Mart Lieder

Personal information
- Date of birth: 1 May 1990 (age 36)
- Place of birth: Purmerend, Netherlands
- Height: 1.88 m (6 ft 2 in)
- Position: Forward

Youth career
- De Wherevogels
- Volendam
- AFC
- Hollandia
- FC Purmerend
- VPV Purmersteijn

Senior career*
- Years: Team / Apps / (Gls)
- 2012: Vitesse / 3 / (0)
- 2012–2014: RKC Waalwijk / 30 / (4)
- 2014–2015: Dordrecht / 23 / (3)
- 2015–2016: FC Aarau / 31 / (4)
- 2016–2018: Eindhoven / 69 / (45)
- 2018–2020: SønderjyskE / 53 / (13)
- 2020–2022: OB / 30 / (3)
- 2022–2023: Emmen / 4 / (0)
- 2024: Eindhoven / 12 / (1)
- Total:  / 255 / (73)

= Mart Lieder =

Dutch footballer (born 1990)

Mart Lieder (born 1 May 1990) is a Dutch former professional footballer who played as a forward.

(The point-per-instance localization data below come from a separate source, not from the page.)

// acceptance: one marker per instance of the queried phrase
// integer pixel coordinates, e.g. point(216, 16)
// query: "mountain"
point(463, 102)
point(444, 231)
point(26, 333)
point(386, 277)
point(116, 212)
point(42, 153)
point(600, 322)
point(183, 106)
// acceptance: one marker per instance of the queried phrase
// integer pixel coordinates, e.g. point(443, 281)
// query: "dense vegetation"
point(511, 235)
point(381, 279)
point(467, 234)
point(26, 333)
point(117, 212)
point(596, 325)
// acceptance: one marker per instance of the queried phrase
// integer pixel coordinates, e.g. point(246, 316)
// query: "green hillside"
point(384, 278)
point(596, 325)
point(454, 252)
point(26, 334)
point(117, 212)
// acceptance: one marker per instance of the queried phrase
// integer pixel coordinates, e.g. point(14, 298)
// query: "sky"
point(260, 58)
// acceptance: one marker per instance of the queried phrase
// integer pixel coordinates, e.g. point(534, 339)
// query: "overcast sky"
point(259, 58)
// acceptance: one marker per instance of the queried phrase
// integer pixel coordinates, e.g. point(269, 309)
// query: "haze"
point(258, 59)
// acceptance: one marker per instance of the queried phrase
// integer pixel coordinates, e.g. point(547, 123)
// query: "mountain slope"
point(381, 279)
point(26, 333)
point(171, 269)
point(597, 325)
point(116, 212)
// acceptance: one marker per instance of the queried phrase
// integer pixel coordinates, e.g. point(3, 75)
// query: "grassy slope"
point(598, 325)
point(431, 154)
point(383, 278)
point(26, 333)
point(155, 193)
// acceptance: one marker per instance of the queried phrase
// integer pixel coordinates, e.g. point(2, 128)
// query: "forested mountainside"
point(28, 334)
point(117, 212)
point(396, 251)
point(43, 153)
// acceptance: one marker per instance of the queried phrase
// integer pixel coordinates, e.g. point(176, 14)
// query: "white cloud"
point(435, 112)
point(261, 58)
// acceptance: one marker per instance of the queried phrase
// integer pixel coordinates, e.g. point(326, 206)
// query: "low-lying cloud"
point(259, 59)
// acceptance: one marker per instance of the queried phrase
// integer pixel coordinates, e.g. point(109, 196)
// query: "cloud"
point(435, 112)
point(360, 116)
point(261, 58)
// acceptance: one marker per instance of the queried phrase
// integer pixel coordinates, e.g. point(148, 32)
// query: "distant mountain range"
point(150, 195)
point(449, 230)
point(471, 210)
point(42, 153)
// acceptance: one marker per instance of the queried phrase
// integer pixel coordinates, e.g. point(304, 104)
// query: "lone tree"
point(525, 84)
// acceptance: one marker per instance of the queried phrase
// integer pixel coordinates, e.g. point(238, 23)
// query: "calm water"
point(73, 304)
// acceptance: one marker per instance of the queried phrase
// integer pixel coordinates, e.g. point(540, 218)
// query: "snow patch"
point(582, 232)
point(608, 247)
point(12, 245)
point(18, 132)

He formerly played for Vitesse, RKC Waalwijk, Dordrecht, FC Aarau, Eindhoven and Emmen.

==Career==
On 6 January 2020, it was confirmed that Lieder would join Odense Boldklub as a free agent on 30 June 2020. He was bought free on 28 January 2020 and joined the club immediately. On 27 January 2022 OB confirmed, that Lieder's contract had been terminated by mutual consent.

On 27 January 2022, Lieder signed with Emmen until the summer of 2023.

On 14 January 2024, Lieder returned to FC Eindhoven on amateur basis. He announced his retirement from football in May 2024.